Hello Community! I hope everyone is having a good time. If not, do not worry. Good times will come!
I have a question regarding how the AI researchers/engineers choose the suitable number of parameters? For example, Llama2 has different versions like 7b, 13b, and 70b. How do researchers estimate that what number of parameters will be suitable? What I mean by my question is that there could be any number of parameters that one can choose to create any model. Maybe Llama2 7b could be 8b or 11b, Llama2 13b could be 15b or 17b or even in millions. That is my doubt about the selection of number of parameters.
I hope I was able to articulate my question.

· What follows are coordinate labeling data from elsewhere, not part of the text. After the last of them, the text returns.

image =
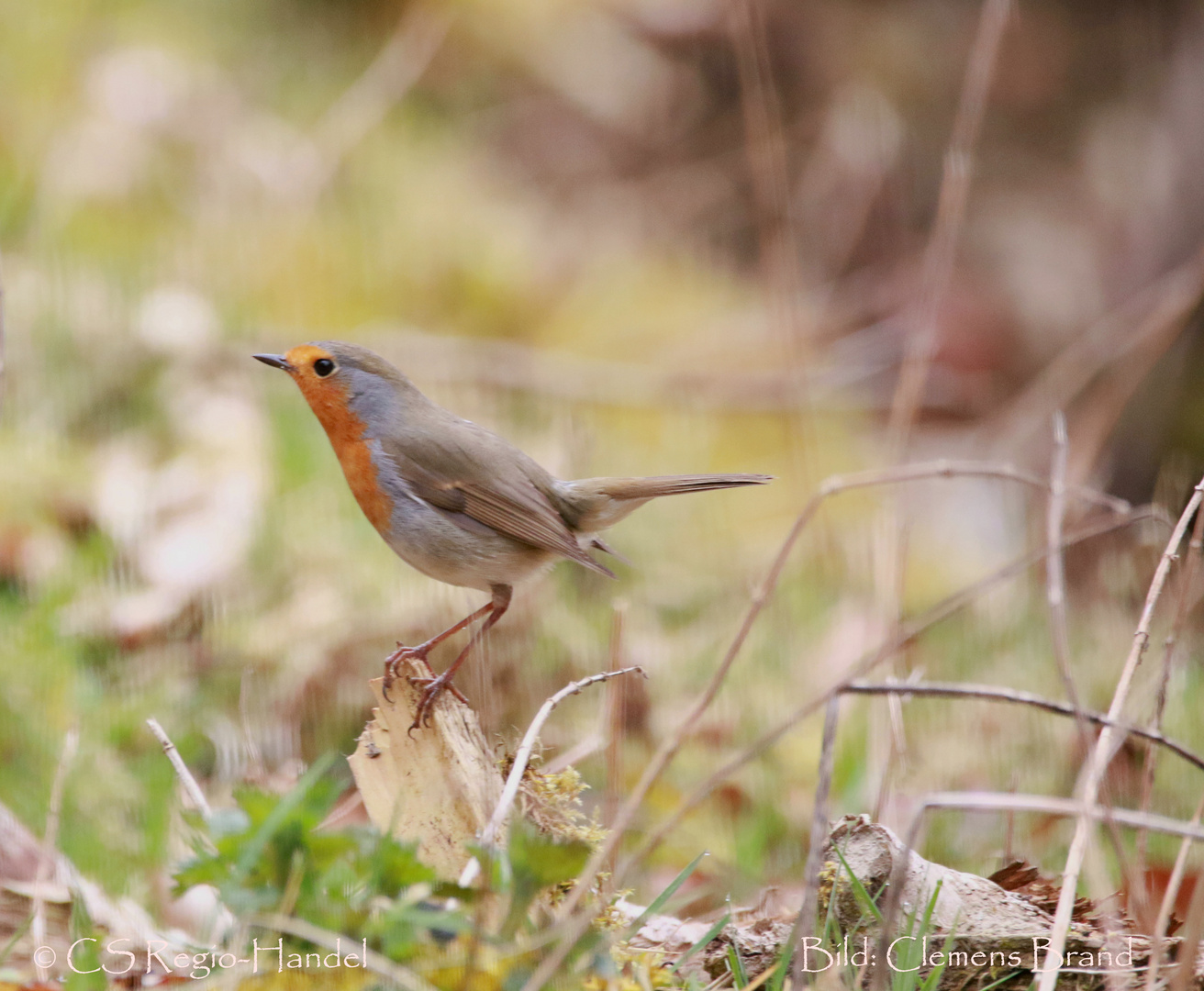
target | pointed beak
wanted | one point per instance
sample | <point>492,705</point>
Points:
<point>274,361</point>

If my question is not clear, feel free to let me know and I will try to provide further clarification.
I believe they choose the number of parameters mostly from experimentation, given the amount of computing and data available. If you don’t have enough data or computers, then choosing a model with less parameters would be better. On the other hand, if you have a lot of data and computers, then choosing a bigger model tends to give you better results.
Some time ago, researchers showed that larger models (along with larger data) tends to perform better, and since then they have been experimenting with larger and larger models to see if there’s a limit to how well they perform.
It turns out that they do get better the bigger they are, and we still don’t really know if there’s really a limit to this.
However, we do have limits on the amount of (quality) data and computing budget, and that’s coming up to be a potential limiting factor for research.
It’s pretty common for companies to offer products with three levels of performance. This allows customers a choice of functional performance vs cost (or in this case, memory size and speed of execution).